The fat man got a deposit box slammed into his chest, and fell backward, pole-axed. The movie star was pulped by a cascade of the damn things, and got a death scene more visually impressive than anything he’d ever managed onscreen.
It was all over in a second, and we were left staring open-mouthed at the carnage. There was an appalled silence that was absolute except for a patter of blood on stone from away to my left: I resolutely didn’t turn my head to look. Then the screams and the sobs started up from all around.
“Okay,” Vessell said, in a strangled voice. “Nobody make a—”
Razor Wire gave a wordless yell and threw himself at Vessell. More by instinct than anything else, Vessell pressed down on the trigger and the gun spat staccato fire. Razor Wire was chopped to pieces in midair.
“Nobody move!” Vessell bellowed, more authoritatively. “Nobody fucking move!” He looked around at us wildly, desperately. “Davey, Naseem, Gruber, pick up those bags and drag them out to the car.”
None of us made a move: Naseem because she was unconscious on the floor with blood pooling un
derneath her fractured skull, George and me because we couldn’t have made our legs work right then if God himself had leaned down out of heaven and given us the order to quick-march.
“Vessell,” George said inanely. “Oh my God, Vessell. Look what happened!” He was staring at Naseem, and I saw tears running down his cheeks.
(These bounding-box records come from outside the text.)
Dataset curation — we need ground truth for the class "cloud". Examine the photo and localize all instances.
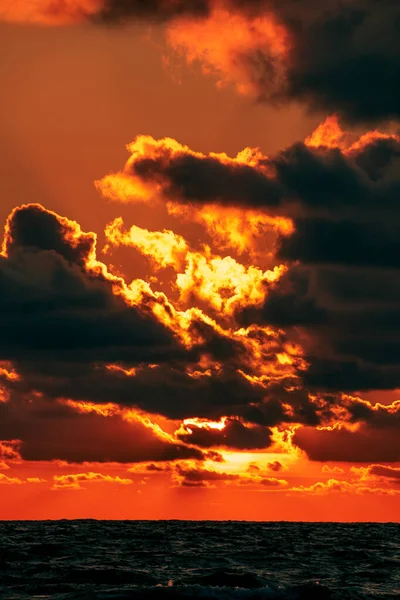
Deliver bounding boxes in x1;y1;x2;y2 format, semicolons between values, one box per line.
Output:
0;396;203;463
292;419;400;462
0;205;280;418
290;479;400;496
168;0;400;123
53;472;133;490
172;464;288;488
351;465;400;485
267;460;285;473
0;473;46;485
177;419;272;450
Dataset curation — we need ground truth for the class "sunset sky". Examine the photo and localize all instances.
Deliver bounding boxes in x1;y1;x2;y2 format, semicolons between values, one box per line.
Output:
0;0;400;521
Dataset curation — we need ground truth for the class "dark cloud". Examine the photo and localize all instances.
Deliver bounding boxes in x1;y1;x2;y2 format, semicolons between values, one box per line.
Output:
0;205;272;418
0;395;203;463
126;141;282;208
267;460;284;473
178;419;272;450
293;423;400;462
175;464;240;487
91;0;210;24
0;205;179;364
368;465;400;483
223;0;400;123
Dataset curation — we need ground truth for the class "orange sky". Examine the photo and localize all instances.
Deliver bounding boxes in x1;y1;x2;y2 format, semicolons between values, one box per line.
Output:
0;3;400;521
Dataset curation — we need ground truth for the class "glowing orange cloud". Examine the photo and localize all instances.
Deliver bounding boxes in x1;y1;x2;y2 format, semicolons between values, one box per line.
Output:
105;219;285;315
53;472;133;490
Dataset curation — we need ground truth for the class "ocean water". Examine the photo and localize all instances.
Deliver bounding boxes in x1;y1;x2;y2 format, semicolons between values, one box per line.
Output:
0;520;400;600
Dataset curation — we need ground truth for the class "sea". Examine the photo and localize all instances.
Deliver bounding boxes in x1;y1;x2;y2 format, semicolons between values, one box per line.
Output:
0;520;400;600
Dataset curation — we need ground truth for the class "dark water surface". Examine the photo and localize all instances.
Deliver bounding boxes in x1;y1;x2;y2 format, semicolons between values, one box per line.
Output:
0;521;400;600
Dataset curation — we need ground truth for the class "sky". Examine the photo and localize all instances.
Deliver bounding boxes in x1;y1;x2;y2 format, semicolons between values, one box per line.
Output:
0;0;400;521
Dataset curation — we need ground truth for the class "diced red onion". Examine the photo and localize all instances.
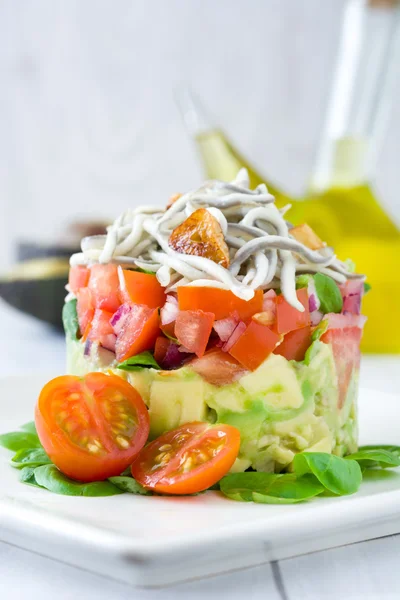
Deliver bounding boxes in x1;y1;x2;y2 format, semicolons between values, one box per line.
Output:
110;303;132;335
310;310;324;327
222;321;247;352
213;312;240;342
308;294;318;313
160;294;179;325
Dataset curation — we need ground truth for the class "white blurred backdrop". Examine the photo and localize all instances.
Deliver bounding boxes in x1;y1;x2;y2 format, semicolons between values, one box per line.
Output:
0;0;400;267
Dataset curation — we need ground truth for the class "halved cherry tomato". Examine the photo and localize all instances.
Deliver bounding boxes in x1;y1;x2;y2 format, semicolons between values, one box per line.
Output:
178;285;263;321
76;287;94;335
276;288;310;333
68;265;90;294
35;373;150;481
154;335;172;365
321;314;366;408
85;308;117;352
115;304;160;362
229;320;281;371
274;325;311;360
118;267;165;308
89;264;121;313
132;423;240;494
175;310;215;357
188;348;246;385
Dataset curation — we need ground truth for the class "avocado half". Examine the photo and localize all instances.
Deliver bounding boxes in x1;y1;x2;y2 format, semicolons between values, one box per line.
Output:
0;257;69;330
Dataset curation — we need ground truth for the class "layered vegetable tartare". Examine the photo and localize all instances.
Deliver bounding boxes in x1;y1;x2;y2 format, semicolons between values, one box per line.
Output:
54;170;365;486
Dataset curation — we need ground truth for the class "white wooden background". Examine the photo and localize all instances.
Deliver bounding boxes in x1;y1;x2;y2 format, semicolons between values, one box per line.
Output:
0;0;400;267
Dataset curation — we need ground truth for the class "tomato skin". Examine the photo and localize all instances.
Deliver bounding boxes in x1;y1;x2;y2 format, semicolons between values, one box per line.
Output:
115;304;160;362
76;287;94;339
274;325;311;361
276;288;310;334
175;310;215;358
178;285;263;321
35;373;150;482
89;264;121;313
131;422;240;495
229;320;281;371
118;267;166;308
68;265;90;294
88;308;117;352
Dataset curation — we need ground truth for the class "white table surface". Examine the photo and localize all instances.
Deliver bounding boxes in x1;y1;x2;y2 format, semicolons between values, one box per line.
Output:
0;301;400;600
“The job’s not finished yet,” Vessell spat. “Let’s go, let’s go!”
There was a distant wail of sirens.
“I don’t think we’re going anywhere,” I said. A great weight of exhaustion and misery hit me like a bag of bullion to the back of the head. It was the kids: I think it was, anyway. On Tuesday they wouldn’t have been there, and I wouldn’t have seen them get buried. Something inside me wouldn’t let go of that image, as much as I wanted to. “I don’t think we’re going anywhere, Vessell.”
“Drop the gun,” said Telstar, grimly, “and give yourselves up. One of Zen-tity’s other selves has healing powers. You have to let him work.”
She had a point, as far as that went. But it was going to take a lot more than throwing our hands in the air and saying “Kamarade!” I held out my hand to Vessell.
“Give me the gun, Pete,” I said.
He pointed it at me instead. “The job’s not over,” he repeated, his eyes wild and his teeth bared in a snarl. “We’re walking out that door, with as many bags as we can—”
Tin slammed a deposit box into the side of Vessell’s head and dropped him. Telstar went for the gun at the same time as I did, but I got to it first and she skidded to a dead stop as I swung it up to cover the heroes.
“Easy,” I said. “You just stay back there. There’s something I’ve got to do.”